Although one reaction is to marvel at the level of innovation displayed by the threat actor(s), we are not discussing five new, never-before-seen malware variants—rather the reuse of code from implants seen eight years prior. The Oceansalt malware uses large parts of code from the Seasalt implant, which was linked to the Chinese hacking group Comment Crew. The level of reuse is graphically depicted below:
Code Visualization of Recent Oceansalt with Older Seasalt
Who is Behind the Oceansalt Attack?
Originally taking the title APT1, the Comment Crew was seen as the threat actor conducting offensive cyber operations against the United States almost 10 years before. The obvious suspect is Comment Crew and, although this may seem a logical conclusion, we have not seen any activity from this group since they were initially exposed. Is it possible that this group has returned and, if so, why target South Korea?
It is possible that the source code developed by Comment Crew has now been used by another adversary. The code to our knowledge, however, has never been made public. Alternatively, this could be a “false flag” operation to suggest that we are seeing the re-emergence of Comment Crew. Creating false flags is a common practice.
What Really Matters
It is likely that reactions to this research will focus on debating the identity of the threat actor. Although this question is of great interest, answering it will require more than the technical evidence that private industry can provide. These limitations are frustrating. However, we can focus on the indicators of compromise presented in this report to detect, correct, and protect our systems, regardless of the source of these attacks.
Perhaps more important is the possible return of a previously dormant threat actor and, further, why should this campaign occur now? Regardless of whether this is a false flag operation to suggest the rebirth of Comment Crew, the impact of the attack is unknown. However, one thing is certain. Threat actors have a wealth of code available to leverage new campaigns, as previous research from the Advanced Threat Research team has revealed.
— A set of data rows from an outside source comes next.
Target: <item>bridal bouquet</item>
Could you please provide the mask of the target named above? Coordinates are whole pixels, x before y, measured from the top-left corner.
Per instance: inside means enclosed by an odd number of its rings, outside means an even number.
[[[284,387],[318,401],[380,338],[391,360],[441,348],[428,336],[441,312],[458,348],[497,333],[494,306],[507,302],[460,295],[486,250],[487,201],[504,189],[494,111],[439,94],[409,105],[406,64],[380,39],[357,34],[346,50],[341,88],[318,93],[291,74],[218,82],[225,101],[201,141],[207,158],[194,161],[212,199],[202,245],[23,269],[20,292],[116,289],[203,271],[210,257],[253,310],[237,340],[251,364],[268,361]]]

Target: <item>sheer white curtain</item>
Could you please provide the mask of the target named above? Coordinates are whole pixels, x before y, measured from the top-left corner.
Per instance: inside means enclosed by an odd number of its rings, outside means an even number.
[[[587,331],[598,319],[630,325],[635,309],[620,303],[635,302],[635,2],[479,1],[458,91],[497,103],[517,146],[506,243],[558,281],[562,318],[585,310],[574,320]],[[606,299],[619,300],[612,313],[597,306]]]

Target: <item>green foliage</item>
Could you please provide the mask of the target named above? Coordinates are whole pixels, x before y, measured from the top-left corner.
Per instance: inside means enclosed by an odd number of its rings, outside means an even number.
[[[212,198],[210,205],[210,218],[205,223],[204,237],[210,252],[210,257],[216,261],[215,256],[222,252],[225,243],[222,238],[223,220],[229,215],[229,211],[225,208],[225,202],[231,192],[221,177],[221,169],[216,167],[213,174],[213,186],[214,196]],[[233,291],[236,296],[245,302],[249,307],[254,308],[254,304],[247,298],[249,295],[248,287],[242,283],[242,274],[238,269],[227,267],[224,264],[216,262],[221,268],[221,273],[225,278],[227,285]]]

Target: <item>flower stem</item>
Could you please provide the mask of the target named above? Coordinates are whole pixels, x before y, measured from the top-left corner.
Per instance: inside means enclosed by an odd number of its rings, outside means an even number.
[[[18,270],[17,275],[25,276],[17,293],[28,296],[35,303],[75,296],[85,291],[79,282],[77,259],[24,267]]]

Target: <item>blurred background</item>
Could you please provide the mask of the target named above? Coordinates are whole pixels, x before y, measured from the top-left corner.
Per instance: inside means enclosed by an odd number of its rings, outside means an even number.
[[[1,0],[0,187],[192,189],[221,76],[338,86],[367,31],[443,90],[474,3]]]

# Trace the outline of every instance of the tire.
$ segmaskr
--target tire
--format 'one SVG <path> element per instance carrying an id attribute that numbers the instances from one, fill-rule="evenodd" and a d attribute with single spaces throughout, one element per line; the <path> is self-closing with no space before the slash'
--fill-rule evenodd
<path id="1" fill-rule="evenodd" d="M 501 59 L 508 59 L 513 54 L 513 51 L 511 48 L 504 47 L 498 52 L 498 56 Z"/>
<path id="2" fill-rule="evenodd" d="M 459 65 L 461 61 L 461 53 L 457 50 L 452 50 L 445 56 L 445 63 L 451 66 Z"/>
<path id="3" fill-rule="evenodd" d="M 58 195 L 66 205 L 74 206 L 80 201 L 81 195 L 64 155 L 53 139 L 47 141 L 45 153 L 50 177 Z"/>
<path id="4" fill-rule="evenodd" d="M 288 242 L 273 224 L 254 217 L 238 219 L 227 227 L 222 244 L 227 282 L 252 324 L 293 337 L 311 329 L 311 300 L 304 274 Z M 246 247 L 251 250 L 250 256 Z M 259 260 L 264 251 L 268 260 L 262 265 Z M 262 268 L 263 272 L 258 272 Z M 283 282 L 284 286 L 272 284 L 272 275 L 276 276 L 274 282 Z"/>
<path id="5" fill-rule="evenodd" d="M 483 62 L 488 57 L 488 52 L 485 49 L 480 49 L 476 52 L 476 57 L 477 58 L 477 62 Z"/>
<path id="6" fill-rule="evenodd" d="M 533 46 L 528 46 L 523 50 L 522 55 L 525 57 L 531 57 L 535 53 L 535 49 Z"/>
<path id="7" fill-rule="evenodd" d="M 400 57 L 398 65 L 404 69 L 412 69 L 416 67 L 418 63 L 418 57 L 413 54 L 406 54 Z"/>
In this case we see that collaboration not within a group but potentially with another threat actor—offering up considerably more malicious assets. We often talk about partnerships within the private and public sector as the key to tackling the cybersecurity challenges facing society. The bad actors are not putting these initiatives on PowerPoint slides and marketing material; they are demonstrating that partnerships can suit their ends, too.